Each row of this table indicates the name and the ID of an employee in addition to their salary and the id of their manager.
Table: Bonus
+-------------+------+
| Column Name | Type |
+-------------+------+
| empId | int |
| bonus | int |
+-------------+------+
empId is the column of unique values for this table.
empId is a foreign key (reference column) to empId from the Employee table.

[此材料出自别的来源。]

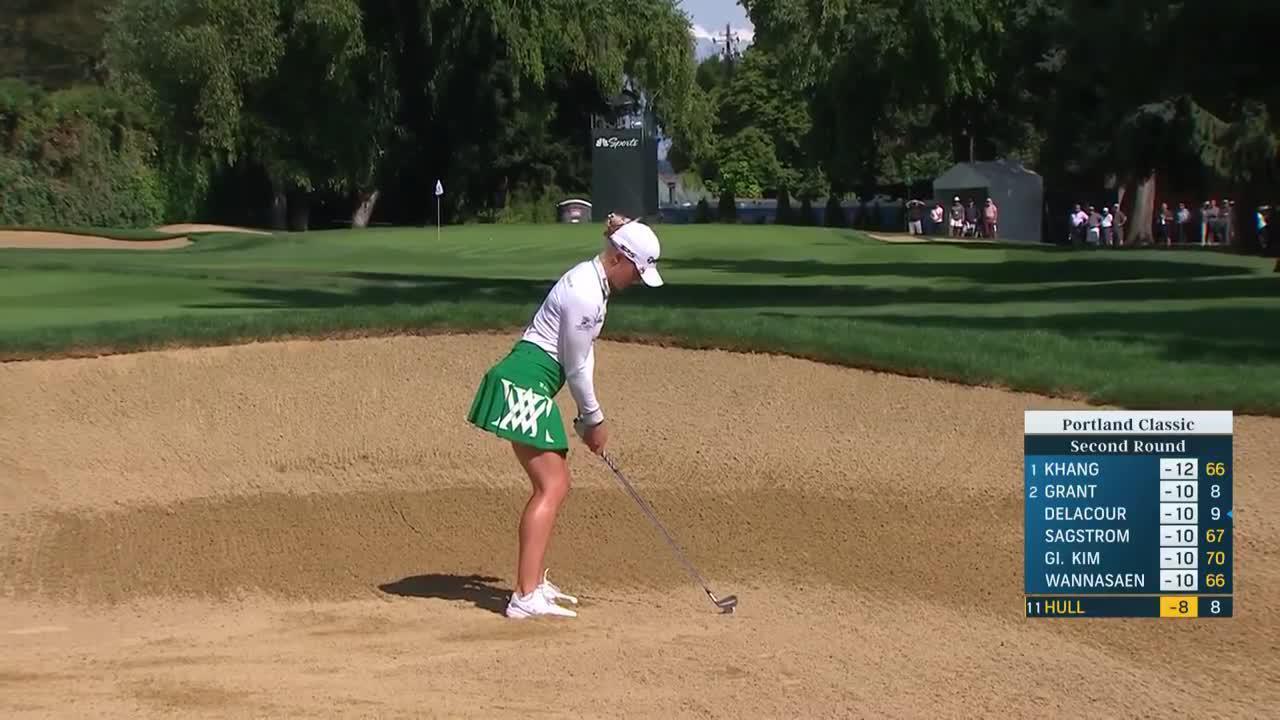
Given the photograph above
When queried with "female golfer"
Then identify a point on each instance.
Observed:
(516, 396)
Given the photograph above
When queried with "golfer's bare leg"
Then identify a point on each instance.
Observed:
(548, 472)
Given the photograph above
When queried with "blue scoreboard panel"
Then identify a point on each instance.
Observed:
(1128, 514)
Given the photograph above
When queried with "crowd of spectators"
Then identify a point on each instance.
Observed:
(1214, 223)
(958, 220)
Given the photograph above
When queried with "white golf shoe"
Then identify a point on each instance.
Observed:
(553, 592)
(535, 604)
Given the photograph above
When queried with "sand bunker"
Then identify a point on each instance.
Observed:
(36, 240)
(312, 529)
(193, 228)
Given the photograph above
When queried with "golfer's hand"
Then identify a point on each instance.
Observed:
(594, 436)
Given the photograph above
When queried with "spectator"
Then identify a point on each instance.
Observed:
(1162, 220)
(1079, 220)
(915, 217)
(990, 219)
(1120, 220)
(1208, 220)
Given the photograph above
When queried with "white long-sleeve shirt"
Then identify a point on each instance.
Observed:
(566, 327)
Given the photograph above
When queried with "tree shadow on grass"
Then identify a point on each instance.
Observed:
(476, 589)
(1207, 335)
(1095, 269)
(389, 288)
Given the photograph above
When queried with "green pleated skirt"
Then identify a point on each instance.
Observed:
(516, 399)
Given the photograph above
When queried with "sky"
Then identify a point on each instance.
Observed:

Each row of this table contains the id of an employee and their respective bonus.
Input:
Employee table:
+-------+--------+------------+--------+
| empId | name | supervisor | salary |
+-------+--------+------------+--------+
| 3 | Brad | null | 4000 |
| 1 | John | 3 | 1000 |
| 2 | Dan | 3 | 2000 |
| 4 | Thomas | 3 | 4000 |
+-------+--------+------------+--------+
Bonus table:
+-------+-------+
| empId | bonus |
+-------+-------+
| 2 | 500 |
| 4 | 2000 |
+-------+-------+
Output:
+------+-------+
| name | bonus |
+------+-------+
| Brad | null |
| John | null |
| Dan | 500 |
+------+-------+
解答
如果要在地端練習,先照著上方創建和匯入表格
CREATE TABLE Employee (
empId INT PRIMARY KEY,
name VARCHAR(255),
supervisor INT,
salary INT
);
INSERT INTO Employee (empId, name, supervisor, salary)
VALUES
(3, 'Brad', NULL, 4000),
(1, 'John', 3, 1000),
(2, 'Dan', 3, 2000),
(4, 'Thomas', 3, 4000);
CREATE TABLE Bonus (
empId INT PRIMARY KEY,
bonus INT,
FOREIGN KEY (empId) REFERENCES Employee(empId)
);
INSERT INTO Bonus (empId, bonus)
VALUES
(2, 500),
(4, 2000);
我的解
SELECT e.name, b.bonus FROM employee AS e
LEFT JOIN bonus AS b
ON e.empId = b.empId
WHERE b.bonus < 1000 or b.bonus IS NULL
ORDER BY b.bonus;
【584. Find Customer Referee】寻找用户推荐人,找到沒有被id 2 推薦的用戶
題目
Table: Customer
+-------------+---------+
| Column Name | Type |
+-------------+---------+
| id | int |
| name | varchar |
| referee_id | int |
+-------------+---------+
In SQL, id is the primary key column for this table.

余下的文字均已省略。